Oct 11, 2004
The judges of the U.S. Court of Appeals based in Cincinnati recently ruled 8 for conviction and execution, 6 for innocence and 1 for a new trial in the case of a man found guilty of murder in Tennessee in 1985. The case had come before the Appeals Court due to new DNA evidence.
Paul House had been convicted of killing his neighbor Carolyn Muncey. The prosecution said she was raped, which was the motive for the murder, and their experts testified the semen matched House's blood type. In fact, DNA analysis – which wasn't available at the time – showed that the semen in reality came only from Carolyn Muncey's husband Hubert. The likelihood that he raped her was backed up by the testimony of witnesses who said in court that the husband was an alcoholic who beat his wife. Three witnesses said the husband told them he killed her when he was drunk.

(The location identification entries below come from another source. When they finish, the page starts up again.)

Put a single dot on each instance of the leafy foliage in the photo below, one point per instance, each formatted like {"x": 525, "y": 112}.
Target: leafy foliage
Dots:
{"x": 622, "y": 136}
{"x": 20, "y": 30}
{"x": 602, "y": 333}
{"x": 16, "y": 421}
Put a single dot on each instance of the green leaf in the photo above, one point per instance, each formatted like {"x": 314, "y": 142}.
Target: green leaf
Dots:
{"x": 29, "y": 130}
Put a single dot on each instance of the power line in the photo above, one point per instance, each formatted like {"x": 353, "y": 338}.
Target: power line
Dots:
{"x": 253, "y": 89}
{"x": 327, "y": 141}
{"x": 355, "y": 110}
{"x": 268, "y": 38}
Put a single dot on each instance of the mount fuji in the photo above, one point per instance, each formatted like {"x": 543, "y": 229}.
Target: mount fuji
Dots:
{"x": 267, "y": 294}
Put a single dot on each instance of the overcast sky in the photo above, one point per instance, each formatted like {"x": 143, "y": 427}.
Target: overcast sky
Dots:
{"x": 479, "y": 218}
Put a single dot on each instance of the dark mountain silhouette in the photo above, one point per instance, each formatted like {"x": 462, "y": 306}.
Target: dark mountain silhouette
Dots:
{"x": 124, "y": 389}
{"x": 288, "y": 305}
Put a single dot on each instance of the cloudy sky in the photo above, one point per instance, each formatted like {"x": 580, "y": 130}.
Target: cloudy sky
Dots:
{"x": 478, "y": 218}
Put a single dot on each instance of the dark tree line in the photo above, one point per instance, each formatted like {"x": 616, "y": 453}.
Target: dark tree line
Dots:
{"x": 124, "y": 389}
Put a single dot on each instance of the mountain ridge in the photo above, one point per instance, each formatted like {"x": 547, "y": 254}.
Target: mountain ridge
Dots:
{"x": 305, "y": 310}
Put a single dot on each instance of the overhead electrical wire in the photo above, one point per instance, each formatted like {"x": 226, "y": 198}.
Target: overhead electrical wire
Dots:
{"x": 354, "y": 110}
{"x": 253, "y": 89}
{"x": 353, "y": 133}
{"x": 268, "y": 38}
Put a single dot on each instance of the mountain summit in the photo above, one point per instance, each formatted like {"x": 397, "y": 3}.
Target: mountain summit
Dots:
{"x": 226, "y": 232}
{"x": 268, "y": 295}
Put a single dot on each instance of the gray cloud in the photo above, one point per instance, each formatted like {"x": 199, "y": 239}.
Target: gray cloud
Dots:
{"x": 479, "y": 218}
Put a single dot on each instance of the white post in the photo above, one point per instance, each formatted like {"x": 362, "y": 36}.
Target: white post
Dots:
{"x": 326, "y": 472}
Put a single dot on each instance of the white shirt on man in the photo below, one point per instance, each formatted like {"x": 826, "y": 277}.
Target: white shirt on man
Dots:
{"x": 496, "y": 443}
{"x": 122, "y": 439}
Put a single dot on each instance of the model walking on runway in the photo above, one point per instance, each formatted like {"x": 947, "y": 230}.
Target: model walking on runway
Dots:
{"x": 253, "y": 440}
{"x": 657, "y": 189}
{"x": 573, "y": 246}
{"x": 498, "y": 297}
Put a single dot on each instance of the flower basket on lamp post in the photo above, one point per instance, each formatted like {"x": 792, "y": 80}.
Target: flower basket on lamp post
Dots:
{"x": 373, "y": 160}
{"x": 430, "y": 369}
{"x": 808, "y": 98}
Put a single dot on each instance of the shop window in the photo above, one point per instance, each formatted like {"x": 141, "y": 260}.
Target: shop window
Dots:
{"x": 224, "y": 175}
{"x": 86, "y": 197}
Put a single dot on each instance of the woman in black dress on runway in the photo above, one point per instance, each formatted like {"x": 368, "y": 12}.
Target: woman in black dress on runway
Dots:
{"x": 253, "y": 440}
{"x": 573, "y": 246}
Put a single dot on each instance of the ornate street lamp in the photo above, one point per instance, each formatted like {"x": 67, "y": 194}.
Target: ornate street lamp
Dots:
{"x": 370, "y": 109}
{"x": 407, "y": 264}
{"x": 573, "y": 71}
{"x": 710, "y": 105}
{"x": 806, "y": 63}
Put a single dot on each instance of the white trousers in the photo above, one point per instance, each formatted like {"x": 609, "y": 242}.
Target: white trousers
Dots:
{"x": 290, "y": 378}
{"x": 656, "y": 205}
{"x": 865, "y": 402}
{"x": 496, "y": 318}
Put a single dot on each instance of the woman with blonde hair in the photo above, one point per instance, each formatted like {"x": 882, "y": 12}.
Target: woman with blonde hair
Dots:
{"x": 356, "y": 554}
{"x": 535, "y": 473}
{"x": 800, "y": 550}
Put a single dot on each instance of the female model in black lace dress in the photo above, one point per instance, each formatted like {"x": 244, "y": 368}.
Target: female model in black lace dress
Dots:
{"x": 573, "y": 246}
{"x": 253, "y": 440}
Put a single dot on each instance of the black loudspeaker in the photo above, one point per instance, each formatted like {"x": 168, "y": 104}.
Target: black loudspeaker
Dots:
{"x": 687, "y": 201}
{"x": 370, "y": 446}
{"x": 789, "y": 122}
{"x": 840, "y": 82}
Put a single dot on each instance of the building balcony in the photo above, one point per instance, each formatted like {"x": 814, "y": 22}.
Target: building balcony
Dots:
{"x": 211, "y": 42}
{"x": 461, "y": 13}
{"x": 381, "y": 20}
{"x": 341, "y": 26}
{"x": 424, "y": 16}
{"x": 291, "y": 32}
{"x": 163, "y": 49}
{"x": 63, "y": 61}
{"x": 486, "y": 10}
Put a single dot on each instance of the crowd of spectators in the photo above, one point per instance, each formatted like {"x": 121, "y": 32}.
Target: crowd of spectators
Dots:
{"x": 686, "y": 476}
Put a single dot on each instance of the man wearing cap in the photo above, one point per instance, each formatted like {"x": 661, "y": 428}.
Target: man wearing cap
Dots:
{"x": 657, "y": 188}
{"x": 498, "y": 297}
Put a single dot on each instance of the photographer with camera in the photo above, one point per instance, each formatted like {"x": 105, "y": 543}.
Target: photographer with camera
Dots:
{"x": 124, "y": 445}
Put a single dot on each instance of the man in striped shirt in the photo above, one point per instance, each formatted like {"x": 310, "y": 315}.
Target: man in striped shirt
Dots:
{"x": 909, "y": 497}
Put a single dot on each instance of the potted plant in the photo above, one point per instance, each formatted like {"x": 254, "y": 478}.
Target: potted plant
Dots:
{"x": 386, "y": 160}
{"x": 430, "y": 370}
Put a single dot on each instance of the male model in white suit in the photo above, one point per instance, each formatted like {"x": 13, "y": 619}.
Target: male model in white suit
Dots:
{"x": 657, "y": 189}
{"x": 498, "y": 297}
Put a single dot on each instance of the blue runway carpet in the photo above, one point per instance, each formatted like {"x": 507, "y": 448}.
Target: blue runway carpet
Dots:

How is it possible that the majority of Appeals Court judges, confronted by such evidence, ruled to go ahead with his execution? They argued that the new evidence wasn't introduced at the time of the original trial! Little matter that DNA testing didn't even exist then. For these judges, it isn't a question whether House is guilty or innocent, but of insisting that no late evidence can be introduced.
Undoubtedly this case will be appealed up the ladder, and it might well be overturned. But how outrageous is a so-called justice system that decides matters only by timeliness? A system that could maintain an innocent man in prison and even put him to death because of bureaucratic rules has nothing to do with justice.